Not surprisingly, public trust in academia has been plummeting. However, the malaise extends far beyond the hallowed halls of universities. Our society has increasingly turned from Christianity, leaving a terrible void that demands to be filled. The expansion of equations, statistical results, and learned academic prophets to fill that void has left deep dissatisfaction in its wake. How sterile and cold, heartless, and lacking in discernment those equations are.
Many famous scientists were Christians—not because they were pressured to espouse Christianity or because they were too ignorant to know any better. It was because they recognized that while science could study the workings of God, it could not quantify God’s love. Christianity and science work together for the benefit of the whole. Isaac Newton, Blaise Pascal, and Galileo Galilei, just to name a few, submitted themselves to this essential truth.

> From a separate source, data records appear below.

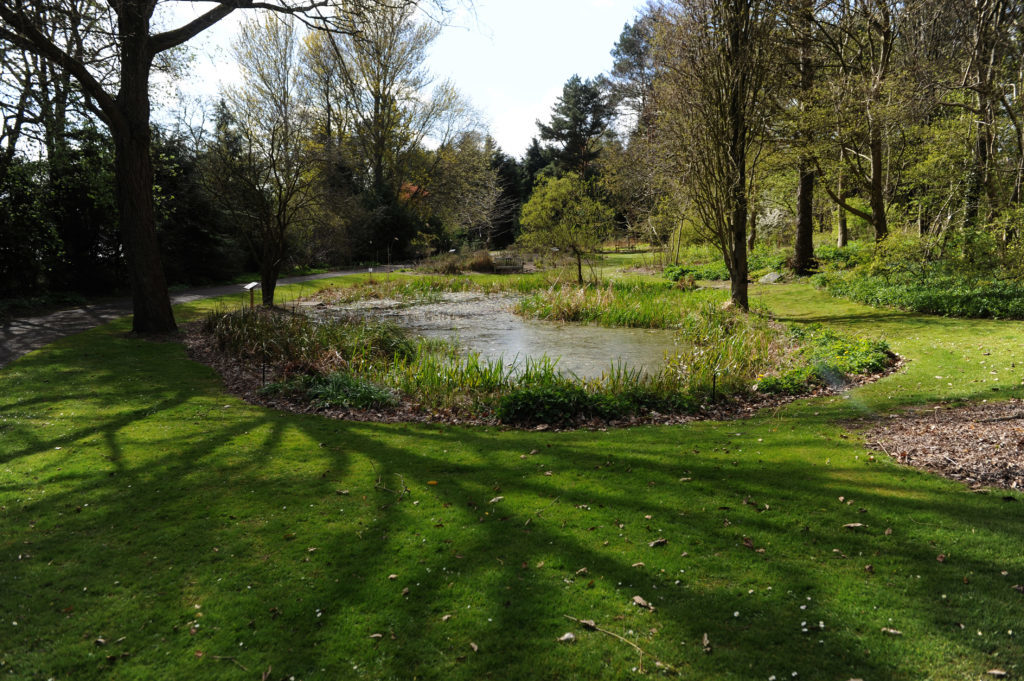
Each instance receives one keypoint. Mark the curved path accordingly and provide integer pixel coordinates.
(18, 336)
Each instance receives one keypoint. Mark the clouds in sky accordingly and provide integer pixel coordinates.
(509, 57)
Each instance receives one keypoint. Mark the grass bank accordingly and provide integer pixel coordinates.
(200, 537)
(356, 364)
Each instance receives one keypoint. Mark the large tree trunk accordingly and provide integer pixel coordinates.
(133, 170)
(878, 186)
(803, 257)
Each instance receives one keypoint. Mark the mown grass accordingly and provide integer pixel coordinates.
(201, 537)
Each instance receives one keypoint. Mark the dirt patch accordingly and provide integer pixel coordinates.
(246, 381)
(980, 444)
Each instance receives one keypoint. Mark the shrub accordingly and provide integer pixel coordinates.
(335, 389)
(480, 261)
(555, 403)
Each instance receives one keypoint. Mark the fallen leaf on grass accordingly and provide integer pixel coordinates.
(638, 600)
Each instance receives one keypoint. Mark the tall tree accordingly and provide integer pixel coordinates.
(714, 96)
(802, 22)
(563, 215)
(260, 166)
(123, 102)
(579, 119)
(634, 70)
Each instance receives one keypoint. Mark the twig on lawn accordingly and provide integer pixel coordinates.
(379, 484)
(641, 651)
(541, 510)
(233, 660)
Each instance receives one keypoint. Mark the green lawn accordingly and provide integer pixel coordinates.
(200, 537)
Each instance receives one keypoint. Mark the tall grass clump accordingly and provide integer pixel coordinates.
(298, 343)
(722, 351)
(629, 303)
(721, 354)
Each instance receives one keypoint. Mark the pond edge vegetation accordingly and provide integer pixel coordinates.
(726, 363)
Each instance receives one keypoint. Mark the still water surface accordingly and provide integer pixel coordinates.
(485, 325)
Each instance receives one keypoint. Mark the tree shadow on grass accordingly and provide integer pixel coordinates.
(279, 530)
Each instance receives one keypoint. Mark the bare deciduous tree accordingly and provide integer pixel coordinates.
(713, 103)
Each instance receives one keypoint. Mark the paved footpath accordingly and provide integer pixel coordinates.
(18, 336)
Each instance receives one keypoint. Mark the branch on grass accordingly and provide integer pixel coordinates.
(589, 624)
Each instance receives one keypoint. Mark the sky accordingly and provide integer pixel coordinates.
(509, 57)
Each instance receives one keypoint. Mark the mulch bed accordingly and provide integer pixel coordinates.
(246, 381)
(980, 444)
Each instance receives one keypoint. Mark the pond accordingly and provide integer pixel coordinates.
(485, 324)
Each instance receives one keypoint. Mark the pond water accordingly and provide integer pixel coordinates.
(485, 325)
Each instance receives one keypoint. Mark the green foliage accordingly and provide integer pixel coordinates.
(851, 255)
(910, 273)
(578, 120)
(298, 343)
(709, 271)
(761, 261)
(948, 296)
(335, 389)
(557, 403)
(562, 214)
(826, 357)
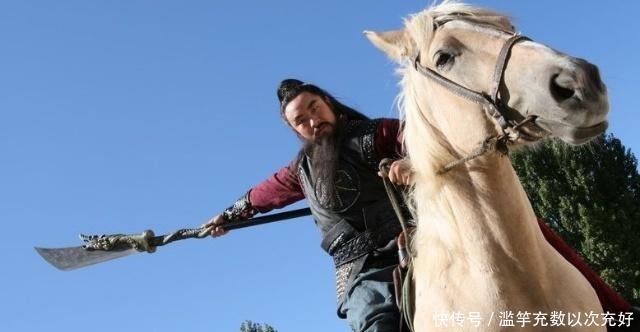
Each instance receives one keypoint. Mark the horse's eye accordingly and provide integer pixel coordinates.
(443, 60)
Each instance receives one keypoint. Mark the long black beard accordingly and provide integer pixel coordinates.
(324, 154)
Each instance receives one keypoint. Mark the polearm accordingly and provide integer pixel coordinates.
(101, 248)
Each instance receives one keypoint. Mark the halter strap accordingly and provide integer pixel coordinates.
(490, 103)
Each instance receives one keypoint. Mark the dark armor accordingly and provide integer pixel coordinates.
(358, 224)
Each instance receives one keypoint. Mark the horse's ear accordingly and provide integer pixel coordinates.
(394, 43)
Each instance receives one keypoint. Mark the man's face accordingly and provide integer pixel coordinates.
(310, 116)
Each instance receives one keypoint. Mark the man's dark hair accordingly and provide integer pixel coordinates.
(290, 88)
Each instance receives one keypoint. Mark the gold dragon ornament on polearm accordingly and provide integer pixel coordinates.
(101, 248)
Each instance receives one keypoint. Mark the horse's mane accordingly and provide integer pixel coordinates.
(422, 139)
(426, 146)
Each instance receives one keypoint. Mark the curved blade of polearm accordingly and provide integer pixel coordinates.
(72, 258)
(98, 249)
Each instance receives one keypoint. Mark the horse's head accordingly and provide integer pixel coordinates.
(562, 96)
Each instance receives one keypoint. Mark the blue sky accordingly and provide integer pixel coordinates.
(119, 116)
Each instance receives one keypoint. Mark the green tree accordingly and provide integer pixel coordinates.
(249, 326)
(590, 195)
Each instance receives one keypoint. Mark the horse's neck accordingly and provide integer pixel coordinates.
(489, 215)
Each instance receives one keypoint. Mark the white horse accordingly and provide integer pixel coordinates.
(470, 88)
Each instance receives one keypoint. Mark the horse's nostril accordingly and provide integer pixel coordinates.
(562, 87)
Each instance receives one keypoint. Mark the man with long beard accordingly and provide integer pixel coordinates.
(337, 171)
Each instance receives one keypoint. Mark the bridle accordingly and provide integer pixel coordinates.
(491, 103)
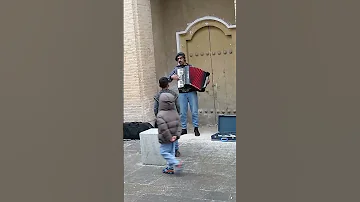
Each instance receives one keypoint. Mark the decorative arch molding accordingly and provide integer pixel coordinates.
(199, 23)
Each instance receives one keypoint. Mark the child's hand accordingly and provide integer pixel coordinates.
(173, 138)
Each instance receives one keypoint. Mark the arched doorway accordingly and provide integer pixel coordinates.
(210, 44)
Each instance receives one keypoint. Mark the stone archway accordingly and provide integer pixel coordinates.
(210, 43)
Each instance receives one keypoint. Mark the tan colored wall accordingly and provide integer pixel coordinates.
(178, 14)
(150, 45)
(171, 16)
(158, 33)
(139, 63)
(235, 9)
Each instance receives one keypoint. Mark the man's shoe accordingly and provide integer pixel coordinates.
(196, 131)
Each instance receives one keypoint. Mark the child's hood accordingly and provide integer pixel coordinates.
(166, 101)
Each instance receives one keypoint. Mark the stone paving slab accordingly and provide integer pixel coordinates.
(209, 172)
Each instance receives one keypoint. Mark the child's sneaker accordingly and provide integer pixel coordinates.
(179, 167)
(168, 170)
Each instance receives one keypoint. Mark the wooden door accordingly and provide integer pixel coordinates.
(211, 47)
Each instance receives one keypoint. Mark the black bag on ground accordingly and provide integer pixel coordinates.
(132, 130)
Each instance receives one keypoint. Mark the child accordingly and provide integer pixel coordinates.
(168, 121)
(164, 85)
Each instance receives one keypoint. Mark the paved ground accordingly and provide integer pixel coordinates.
(209, 172)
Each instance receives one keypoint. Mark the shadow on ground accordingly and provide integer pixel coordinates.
(209, 172)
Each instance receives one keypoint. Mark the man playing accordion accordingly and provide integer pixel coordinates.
(186, 97)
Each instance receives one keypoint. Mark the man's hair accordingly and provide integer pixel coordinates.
(180, 54)
(163, 82)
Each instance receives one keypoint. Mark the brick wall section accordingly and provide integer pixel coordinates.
(139, 64)
(235, 9)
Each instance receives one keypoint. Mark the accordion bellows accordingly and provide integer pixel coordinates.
(192, 78)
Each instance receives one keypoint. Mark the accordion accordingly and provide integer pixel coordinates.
(192, 78)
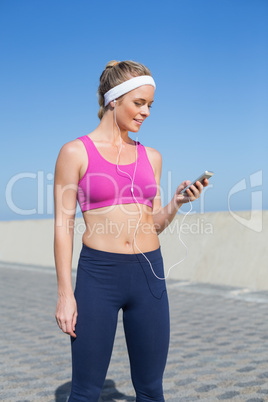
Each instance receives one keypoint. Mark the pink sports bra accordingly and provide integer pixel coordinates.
(103, 184)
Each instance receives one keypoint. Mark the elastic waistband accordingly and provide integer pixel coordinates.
(121, 257)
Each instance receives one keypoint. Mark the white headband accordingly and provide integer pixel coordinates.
(127, 86)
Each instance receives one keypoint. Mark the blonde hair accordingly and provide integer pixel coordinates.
(116, 73)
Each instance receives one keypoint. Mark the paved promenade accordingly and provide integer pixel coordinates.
(218, 350)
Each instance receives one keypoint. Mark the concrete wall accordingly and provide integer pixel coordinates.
(222, 249)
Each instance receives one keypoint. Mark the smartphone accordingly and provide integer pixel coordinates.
(206, 175)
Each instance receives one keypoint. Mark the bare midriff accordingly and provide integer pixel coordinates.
(112, 229)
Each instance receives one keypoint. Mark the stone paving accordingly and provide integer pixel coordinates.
(218, 349)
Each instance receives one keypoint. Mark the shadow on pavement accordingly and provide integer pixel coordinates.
(109, 393)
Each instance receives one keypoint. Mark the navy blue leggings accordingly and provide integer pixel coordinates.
(107, 282)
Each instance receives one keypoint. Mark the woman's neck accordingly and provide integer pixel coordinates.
(108, 130)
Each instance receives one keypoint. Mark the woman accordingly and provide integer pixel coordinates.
(116, 181)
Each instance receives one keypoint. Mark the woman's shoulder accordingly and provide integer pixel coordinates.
(153, 154)
(72, 151)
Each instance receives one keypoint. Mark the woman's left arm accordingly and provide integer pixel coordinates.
(163, 216)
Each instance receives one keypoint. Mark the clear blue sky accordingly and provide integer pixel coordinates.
(209, 59)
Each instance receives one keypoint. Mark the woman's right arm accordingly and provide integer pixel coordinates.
(65, 199)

Even an academic staring at a monitor full of statistics may have a lovely daydream. In it, academics strive to fully measure policy effects without bias or inserting their own moral judgments or opinions in the name of science. Our pluralistic society, fully informed with the facts, then wrestles with those difficult decisions that pit one person’s happiness against another’s. Academics keep their personal opinions out of their research but, otherwise, fully participate in those judgments as equal members of that pluralistic society. God is the ultimate judge of right and wrong and guides his imperfect people towards moral choices.
However, in the world of academia, this daydream is hopeless romanticism.